Christine Wormuth, deputy under secretary of defense for strategy, was responding to renewed worries over Japan’s handling of its huge plutonium stockpile for energy and research purposes amid the U.S. military’s budget constraints.
“Certainly, at the lowest levels I think there was an implicit understanding that the risks of that kind of proliferation, or the risks of countries that are scientifically capable enough to develop their own nuclear program, which certainly Japan is, would go up,” she said at a forum on Washington’s 2014 Quadrennial Defense Review, hosted by the Center for Strategic and International Studies.
She added, however, it “wasn’t an explicit factor.”

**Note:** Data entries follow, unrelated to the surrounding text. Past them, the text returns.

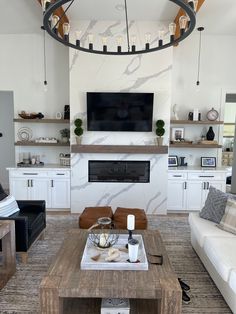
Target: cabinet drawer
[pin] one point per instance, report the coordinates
(206, 176)
(27, 173)
(177, 175)
(59, 174)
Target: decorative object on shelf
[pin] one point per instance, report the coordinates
(200, 29)
(212, 114)
(177, 134)
(210, 134)
(160, 131)
(104, 236)
(187, 23)
(64, 159)
(78, 130)
(25, 134)
(46, 140)
(67, 112)
(65, 135)
(208, 162)
(175, 111)
(182, 163)
(172, 161)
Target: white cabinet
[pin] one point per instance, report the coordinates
(188, 190)
(51, 186)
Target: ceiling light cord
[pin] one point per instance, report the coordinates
(127, 25)
(200, 29)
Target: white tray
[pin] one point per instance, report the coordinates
(122, 264)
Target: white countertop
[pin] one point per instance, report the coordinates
(197, 169)
(44, 167)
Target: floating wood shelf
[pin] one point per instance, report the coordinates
(123, 149)
(195, 122)
(196, 145)
(42, 120)
(40, 144)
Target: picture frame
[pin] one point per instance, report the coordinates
(177, 134)
(208, 162)
(172, 161)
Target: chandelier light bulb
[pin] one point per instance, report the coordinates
(195, 5)
(66, 28)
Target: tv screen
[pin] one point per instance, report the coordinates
(119, 112)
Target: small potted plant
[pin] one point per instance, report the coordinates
(65, 135)
(160, 131)
(78, 130)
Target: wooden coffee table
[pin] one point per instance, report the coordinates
(7, 235)
(68, 289)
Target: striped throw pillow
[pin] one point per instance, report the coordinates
(228, 221)
(8, 206)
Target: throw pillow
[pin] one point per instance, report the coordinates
(8, 206)
(228, 222)
(214, 207)
(2, 193)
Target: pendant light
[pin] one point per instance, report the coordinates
(200, 29)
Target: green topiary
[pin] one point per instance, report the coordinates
(160, 131)
(78, 129)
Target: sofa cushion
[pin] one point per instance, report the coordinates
(214, 207)
(228, 222)
(8, 206)
(221, 253)
(232, 280)
(203, 228)
(90, 215)
(120, 217)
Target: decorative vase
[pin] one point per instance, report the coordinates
(78, 140)
(210, 134)
(159, 141)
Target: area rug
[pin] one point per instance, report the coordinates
(21, 294)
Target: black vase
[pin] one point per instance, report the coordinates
(210, 134)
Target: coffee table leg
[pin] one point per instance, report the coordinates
(50, 303)
(171, 301)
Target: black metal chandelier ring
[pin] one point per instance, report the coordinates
(185, 32)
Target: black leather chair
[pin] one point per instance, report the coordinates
(30, 222)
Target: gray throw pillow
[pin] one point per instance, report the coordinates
(215, 204)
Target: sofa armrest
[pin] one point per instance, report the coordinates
(32, 206)
(21, 231)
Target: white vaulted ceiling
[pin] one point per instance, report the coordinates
(25, 16)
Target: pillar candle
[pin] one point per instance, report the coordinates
(130, 222)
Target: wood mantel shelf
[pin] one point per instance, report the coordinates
(120, 149)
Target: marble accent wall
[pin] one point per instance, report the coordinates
(142, 73)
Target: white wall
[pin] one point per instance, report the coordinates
(21, 64)
(143, 73)
(216, 74)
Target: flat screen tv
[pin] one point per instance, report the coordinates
(119, 112)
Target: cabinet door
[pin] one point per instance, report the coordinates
(60, 193)
(19, 188)
(40, 190)
(194, 195)
(176, 195)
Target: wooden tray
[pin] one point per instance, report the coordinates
(122, 264)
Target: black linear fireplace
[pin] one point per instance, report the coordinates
(118, 171)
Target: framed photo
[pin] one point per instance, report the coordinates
(208, 162)
(172, 161)
(177, 134)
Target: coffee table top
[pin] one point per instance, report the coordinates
(65, 272)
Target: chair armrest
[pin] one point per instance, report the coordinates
(21, 231)
(32, 206)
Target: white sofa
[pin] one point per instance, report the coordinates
(217, 250)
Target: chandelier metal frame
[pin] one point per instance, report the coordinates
(188, 8)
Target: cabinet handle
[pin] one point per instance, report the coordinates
(206, 176)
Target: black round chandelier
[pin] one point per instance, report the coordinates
(187, 23)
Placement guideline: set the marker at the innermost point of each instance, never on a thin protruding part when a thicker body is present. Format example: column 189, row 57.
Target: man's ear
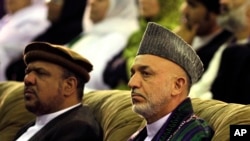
column 179, row 86
column 70, row 85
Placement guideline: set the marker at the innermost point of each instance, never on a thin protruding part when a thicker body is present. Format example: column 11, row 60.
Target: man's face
column 233, row 15
column 152, row 80
column 194, row 12
column 43, row 91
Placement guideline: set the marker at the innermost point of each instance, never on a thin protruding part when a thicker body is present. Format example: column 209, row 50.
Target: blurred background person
column 164, row 12
column 200, row 29
column 2, row 11
column 227, row 77
column 66, row 18
column 23, row 21
column 66, row 24
column 113, row 21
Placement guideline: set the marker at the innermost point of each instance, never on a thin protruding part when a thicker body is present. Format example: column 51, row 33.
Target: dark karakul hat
column 59, row 55
column 161, row 42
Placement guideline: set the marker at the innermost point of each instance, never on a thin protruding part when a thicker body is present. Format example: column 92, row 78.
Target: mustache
column 28, row 89
column 134, row 92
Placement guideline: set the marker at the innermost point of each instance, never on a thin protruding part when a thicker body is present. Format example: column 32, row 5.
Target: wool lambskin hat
column 60, row 55
column 161, row 42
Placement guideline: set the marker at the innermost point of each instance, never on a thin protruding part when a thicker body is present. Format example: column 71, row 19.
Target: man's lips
column 28, row 93
column 137, row 97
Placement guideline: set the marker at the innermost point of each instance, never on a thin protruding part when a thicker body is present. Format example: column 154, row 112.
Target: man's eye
column 145, row 73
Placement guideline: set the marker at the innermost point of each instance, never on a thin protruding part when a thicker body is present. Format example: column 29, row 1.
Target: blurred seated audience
column 2, row 11
column 163, row 12
column 111, row 24
column 23, row 21
column 200, row 29
column 66, row 18
column 228, row 75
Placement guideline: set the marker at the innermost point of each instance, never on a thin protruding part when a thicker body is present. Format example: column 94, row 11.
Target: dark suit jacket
column 77, row 124
column 182, row 125
column 207, row 51
column 233, row 79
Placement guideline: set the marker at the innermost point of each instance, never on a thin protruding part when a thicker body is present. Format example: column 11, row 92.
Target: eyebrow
column 140, row 68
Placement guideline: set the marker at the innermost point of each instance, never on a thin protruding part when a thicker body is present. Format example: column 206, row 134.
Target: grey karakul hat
column 161, row 42
column 60, row 55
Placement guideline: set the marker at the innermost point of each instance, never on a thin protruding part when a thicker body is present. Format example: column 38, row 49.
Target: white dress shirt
column 41, row 121
column 153, row 128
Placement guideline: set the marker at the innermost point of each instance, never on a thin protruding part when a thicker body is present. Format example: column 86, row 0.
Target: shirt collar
column 44, row 119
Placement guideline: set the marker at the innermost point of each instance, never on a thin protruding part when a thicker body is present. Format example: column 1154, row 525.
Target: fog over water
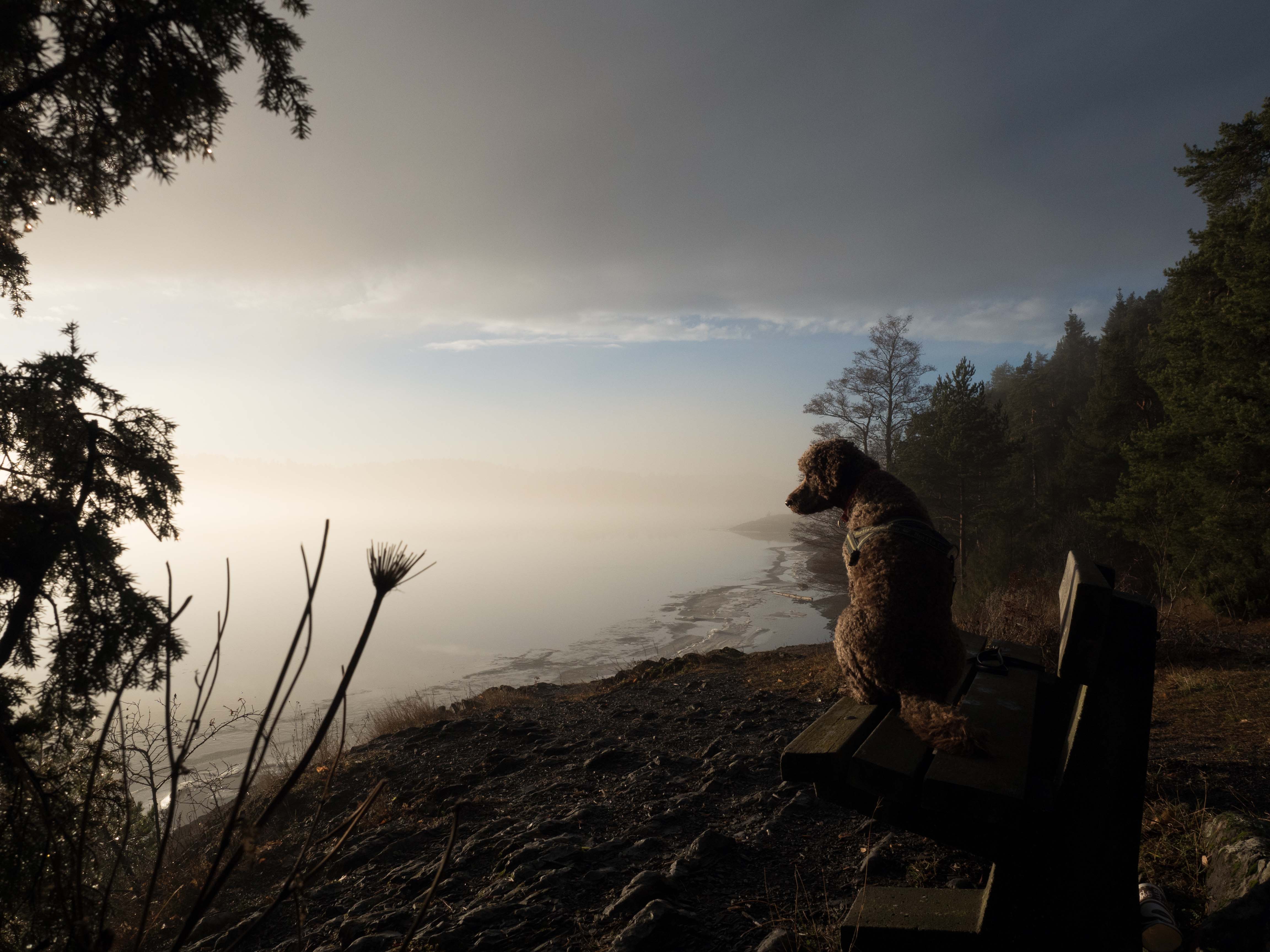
column 539, row 575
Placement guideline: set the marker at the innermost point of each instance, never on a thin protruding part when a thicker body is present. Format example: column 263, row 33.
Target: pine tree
column 876, row 397
column 1119, row 403
column 1042, row 399
column 1197, row 493
column 954, row 455
column 78, row 464
column 95, row 93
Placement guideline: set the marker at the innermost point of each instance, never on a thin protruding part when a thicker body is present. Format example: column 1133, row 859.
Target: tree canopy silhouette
column 77, row 463
column 95, row 93
column 876, row 397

Plutonium can be turned into fissile material for nuclear weapons from fuel for nuclear power plants.
The U.S. recently asked Japan to give back more than 300 kilograms of mostly weapons-grade plutonium, which could be used to make up to 50 nuclear bombs, according to news reports.
Tokyo initially balked at the demand but later accepted it, they added.
China was quick to openly voice concerns about Japan’s nuclear program, raising the issue at a board session of the International Atomic Energy Agency earlier this month.
A U.S. diplomat dismissed such worries for now.
“We are not at all concerned that the plutonium is either being handled improperly or that there isn’t a plan for disposition,” Joseph Macmanus, U.S. ambassador to the IAEA, told reporters.
The Obama administration, seeking a “nuclear-free” world, has been active in a global nonproliferation drive.
It has refused to give advanced consent for South Korea to enrich uranium and reprocess spent fuel in their talks on revising civilian nuclear cooperation.
Meanwhile, the Pentagon official reaffirmed Washington’s commitment to the rebalance toward the Asia-Pacific region.
“Our alliance with Japan is very, very strong. We are committed to reassuring Japan and the region,” Wormuth said. “And our view is that there’s not a need for any kind of nuclear capability as long as our alliance remains strong, which we believe it is.”